TORONTO CHUM solidified its position as Canada’s third-largest private broadcaster last week when it inked a deal to acquire Craig Media.
The $200 million deal is of both financial and strategic importance to CHUM because it gives the company a presence in the coveted Alberta market.
A public company controlled by the Waters family, Toronto-based CHUM follows private broadcasters CTV and CanWest Global in size.
CHUM has 30 radio stations, 18 specialty TV channels and eight local TV stations in Toronto, Ottawa, Ontario Vancouver and Victoria.
“It’s important to be larger,” CHUM prexy and CEO Jay Switzer tells Variety. “Conventional television is a tough business. It takes scale and deep pockets.”

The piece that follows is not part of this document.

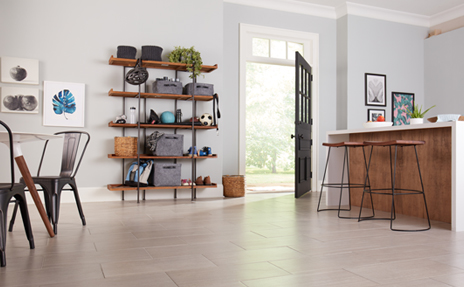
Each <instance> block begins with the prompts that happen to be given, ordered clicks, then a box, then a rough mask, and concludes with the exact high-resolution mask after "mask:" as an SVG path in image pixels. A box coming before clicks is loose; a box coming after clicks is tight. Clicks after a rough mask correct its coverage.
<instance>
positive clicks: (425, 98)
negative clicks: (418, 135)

In February, Canada’s broadcast regulators denied CHUM a license to operate in Alberta, citing concerns that CHUM’s entry into the market there would negatively impact the incumbent, Craig Media.

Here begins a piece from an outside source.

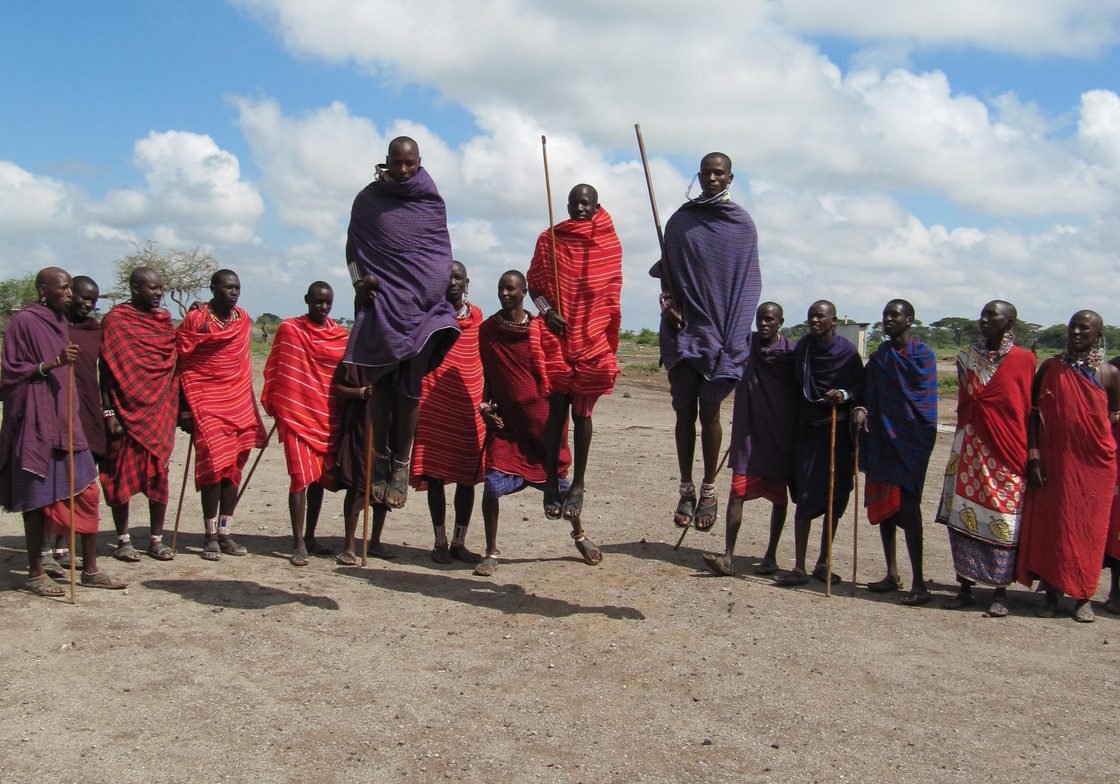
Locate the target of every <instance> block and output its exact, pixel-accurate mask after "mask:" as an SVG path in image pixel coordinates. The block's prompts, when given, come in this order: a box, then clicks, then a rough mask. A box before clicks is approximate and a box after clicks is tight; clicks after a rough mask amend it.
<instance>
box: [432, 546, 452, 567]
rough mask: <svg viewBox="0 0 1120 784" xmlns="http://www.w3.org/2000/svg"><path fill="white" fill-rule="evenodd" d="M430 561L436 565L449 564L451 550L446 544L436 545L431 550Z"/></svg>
mask: <svg viewBox="0 0 1120 784" xmlns="http://www.w3.org/2000/svg"><path fill="white" fill-rule="evenodd" d="M431 560H433V561H436V563H450V562H451V548H449V547H448V545H447V544H437V545H436V547H433V548H432V549H431Z"/></svg>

The takeover has been widely expected since that time.
Craig and CHUM used to be friends. With CHUM limited to the Toronto area and Craig out west, the two shared a symbiotic programming relationship. Then both moved into an expansion strategy and things started to get nasty.
CHUM won a hotly contested battle for the British Columbia market by launching and taking over stations in Vancouver and Victoria.
Craig trod on CHUM’s toes in 2001 when it teamed up with Viacom to launch MTV Canada and MTV2 as well as TV Land. CHUM owns and operates specialty channels MuchMusic and MuchMoreMusic and has long fought to keep MTV out of Canada.
Then Craig won a broadcasting license in the Toronto market — CHUM’s home turf. This outlet, Toronto 1, helped bring Craig down.
The company needed money to finance the launch, and instead of going public, it sold a 19.9% interest in Craig to Providence Equity for $82 million. Toronto 1, which launched in September, has failed to live up to expectations both critically and financially, and Craig is having difficulty keeping up with its financial obligations to Providence Equity. It put itself on the block in January.
Switzer refers to Craig’s operational situation right now as “urgent,” and says it will be able to offer Craig some immediate cost-savings by supplying its western Canadian channels with programming to which CHUM already owns national rights.
The deal has to be greenlit by the Canadian Radio-television and Telecommunications Commission.
CHUM already owns two local channels in the Toronto area, Citytv and theNew VR Barrie. Regulators are expected to balk at CHUM owning a third outlet in the Toronto area, and so CHUM committed to selling Toronto 1 when it announced the deal.
Potential bidders for the channel, which will likely go for around $37 million, include Torstar, Quebecor, Corus and Alliance Atlantis. Torstar is the only one to have publicly expressed interest.
If the transaction is approved, it will give CHUM a local TV presence in five of the six major markets in Canada, with just Montreal missing from the list.
“Our big savings are not with staff,” Switzer says, “but with programming, because we own national rights to all the programs that we license and we produce, and we can use them with no extra cost to us.”
Industryites are predicting that the CHUM/Craig deal could be the first wave of a renewed consolidation push for the industry.